The ultimate queue-inducing spot? Pipping pink-hued bakeries and pasta-wheel touting trattorias to the post just might be Bao. Since the first outpost opened in Soho, the bun-slingers have been attracting hordes of hungry diners. Ever wondered what that queue on Lexington Street was for? Think Taiwanese buns and indulgent drinks. And now? They’ve got a third venue in the mix.
Visiting Bao’s latest digs in Borough on a Thursday evening, I was once again welcomed by a stream of hopeful diners waiting for a seat. With an outdoor window hatch sneaking a glimpse of the chefs at work, it was easy to see why couples and groups were being lured in. For some, the south London site is probably more of a draw since it’s got a subterranean karaoke room, but not for me. I just need baos and booze.
Communal seating, a busy open kitchen and laminated menus give the place a real low-key feel. Even the drinks list is a less fancy affair than its predecessors. The Soho site touts negronis and gimlets, while the Fitzrovia den saw cocktails created by bartender royalty Mr Lyan. But over in SE1? We got stuck into easy, fruity numbers like the watermelon-drenched New-Bipp Hi (£8.50) and a grape lager topped with aloe vera foam (£6).
Getting down to business, we made our way through the tick-box menu; plunging into a melt-in-the-mouth beef shortrib bao (£5.75), a chicken nugget bao (£5.75) and the pillowy prawn shia song (£5.75) which was stuffed with plump, deep fried mounds of perfectly seasoned crustaceans. While the beef and chicken picks were tasty, they didn’t quite reach the high notes of their sea-dwelling counterpart.
Taiwanese fried chicken (£6.75) also lacked the punch that it’s had on visits to the other sites, with hot sauce overpowering any other taste. Redeeming this, we were blown away by a plate of cold-smoked aubergine (£4.75). Okra-like in appearance and brimming with spice through every bite, the unexpected hit was a symphony of piquant notes and silky textures matched with a couple of light panko-crusted bao.
I’m not ashamed to say that I’m a sucker for The Gram.

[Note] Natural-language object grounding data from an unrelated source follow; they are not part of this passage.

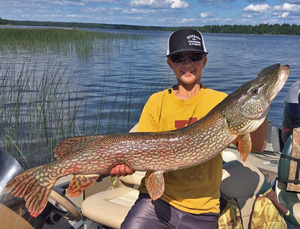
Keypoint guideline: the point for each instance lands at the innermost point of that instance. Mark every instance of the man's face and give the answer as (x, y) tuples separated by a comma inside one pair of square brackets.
[(187, 66)]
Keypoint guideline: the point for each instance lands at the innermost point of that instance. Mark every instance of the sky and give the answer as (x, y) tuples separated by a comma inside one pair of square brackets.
[(155, 12)]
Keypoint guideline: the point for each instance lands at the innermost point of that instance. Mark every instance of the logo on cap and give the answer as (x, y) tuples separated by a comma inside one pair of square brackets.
[(194, 40)]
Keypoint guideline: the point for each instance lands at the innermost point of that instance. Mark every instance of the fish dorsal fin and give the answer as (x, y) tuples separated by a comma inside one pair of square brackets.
[(80, 183), (244, 145), (72, 145), (155, 184)]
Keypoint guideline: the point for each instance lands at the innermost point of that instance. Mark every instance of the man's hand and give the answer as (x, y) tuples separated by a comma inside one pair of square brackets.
[(121, 170)]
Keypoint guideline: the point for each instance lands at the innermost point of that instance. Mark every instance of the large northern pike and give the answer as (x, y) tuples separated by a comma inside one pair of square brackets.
[(239, 114)]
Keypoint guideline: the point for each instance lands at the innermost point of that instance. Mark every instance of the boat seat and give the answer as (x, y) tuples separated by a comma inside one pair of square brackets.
[(110, 207), (244, 182), (290, 199)]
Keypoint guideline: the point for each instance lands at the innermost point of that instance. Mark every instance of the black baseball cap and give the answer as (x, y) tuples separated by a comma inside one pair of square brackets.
[(186, 40)]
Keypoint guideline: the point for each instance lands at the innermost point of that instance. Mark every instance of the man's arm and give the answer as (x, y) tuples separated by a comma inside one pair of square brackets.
[(260, 137)]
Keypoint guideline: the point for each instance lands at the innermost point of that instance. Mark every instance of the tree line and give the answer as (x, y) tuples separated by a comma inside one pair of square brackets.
[(274, 29)]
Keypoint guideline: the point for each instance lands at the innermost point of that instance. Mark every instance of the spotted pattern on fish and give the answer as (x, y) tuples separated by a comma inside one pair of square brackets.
[(239, 114)]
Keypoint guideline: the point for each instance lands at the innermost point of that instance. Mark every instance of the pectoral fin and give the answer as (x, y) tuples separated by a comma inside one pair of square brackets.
[(244, 146), (155, 184), (79, 183)]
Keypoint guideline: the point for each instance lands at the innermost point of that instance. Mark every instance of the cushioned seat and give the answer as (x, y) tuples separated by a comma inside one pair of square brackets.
[(289, 199), (110, 207), (243, 181)]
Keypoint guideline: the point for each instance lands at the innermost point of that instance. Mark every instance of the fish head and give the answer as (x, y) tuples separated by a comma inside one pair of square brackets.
[(249, 104)]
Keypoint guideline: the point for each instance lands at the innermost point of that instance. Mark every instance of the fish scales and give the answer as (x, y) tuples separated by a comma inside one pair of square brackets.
[(239, 114)]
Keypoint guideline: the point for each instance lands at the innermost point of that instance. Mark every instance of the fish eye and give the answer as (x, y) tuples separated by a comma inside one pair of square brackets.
[(254, 91)]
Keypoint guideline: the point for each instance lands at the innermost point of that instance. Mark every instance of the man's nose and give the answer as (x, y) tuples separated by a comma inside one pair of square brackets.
[(186, 59)]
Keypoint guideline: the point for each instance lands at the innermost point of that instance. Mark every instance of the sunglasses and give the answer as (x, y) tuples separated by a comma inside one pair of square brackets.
[(180, 57)]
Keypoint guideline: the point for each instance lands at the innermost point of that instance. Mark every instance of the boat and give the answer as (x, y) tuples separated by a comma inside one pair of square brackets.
[(106, 203)]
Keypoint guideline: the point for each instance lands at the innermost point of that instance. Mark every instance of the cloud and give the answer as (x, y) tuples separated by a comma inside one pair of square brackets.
[(287, 7), (173, 4), (255, 0), (293, 1), (67, 3), (178, 4), (99, 1), (185, 20), (257, 8), (136, 11), (216, 1), (284, 15), (206, 15)]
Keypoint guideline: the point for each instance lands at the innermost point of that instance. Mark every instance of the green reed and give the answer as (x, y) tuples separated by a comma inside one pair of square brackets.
[(63, 41), (39, 109)]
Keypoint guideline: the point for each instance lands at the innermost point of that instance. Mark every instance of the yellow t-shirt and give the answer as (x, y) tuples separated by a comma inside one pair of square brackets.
[(196, 189)]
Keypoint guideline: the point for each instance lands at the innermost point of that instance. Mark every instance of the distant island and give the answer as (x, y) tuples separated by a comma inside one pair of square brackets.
[(273, 29)]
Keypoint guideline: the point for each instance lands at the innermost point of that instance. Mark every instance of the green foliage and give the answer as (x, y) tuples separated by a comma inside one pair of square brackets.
[(283, 29), (63, 41)]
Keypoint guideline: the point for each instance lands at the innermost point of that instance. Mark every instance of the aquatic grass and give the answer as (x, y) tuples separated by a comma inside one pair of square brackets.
[(32, 110), (63, 41), (38, 111)]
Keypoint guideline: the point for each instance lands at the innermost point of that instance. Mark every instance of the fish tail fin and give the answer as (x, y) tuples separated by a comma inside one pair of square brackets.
[(25, 185), (244, 146)]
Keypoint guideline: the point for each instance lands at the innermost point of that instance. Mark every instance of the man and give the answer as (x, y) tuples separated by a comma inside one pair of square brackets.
[(191, 196)]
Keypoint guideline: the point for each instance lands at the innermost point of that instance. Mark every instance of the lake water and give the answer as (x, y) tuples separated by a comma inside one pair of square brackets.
[(232, 60), (120, 82)]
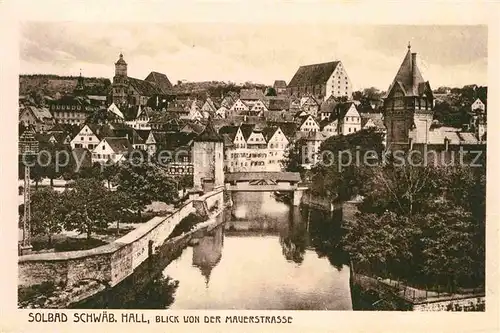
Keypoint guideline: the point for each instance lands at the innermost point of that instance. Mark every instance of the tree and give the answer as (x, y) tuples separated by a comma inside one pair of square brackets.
[(48, 213), (145, 183), (110, 173), (91, 207)]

I mean, who can say that they haven’t booked a table or tried a dish after gazing at it on their feed? My Insta-must? The 40-day-aged beef (£10.25) which has been doing the rounds online since Bao first swung open its market-side doors. With mouthfuls of meaty slivers resting on buttery rice and topped with a gooey egg, it definitely lived up to the digital hype.
The DesignMyNight Digest
There’s a reason why Londoners queue for food and Bao Borough proves that the wait is worthwhile. Sure, not every single dish was 100%, but when so many went above and beyond my expectations, I’ll let it slide. If you’re on the lookout for a chilled out restaurant that guarantees lip-smacking dishes and badass cocktails in easy-going surroundings, this is it.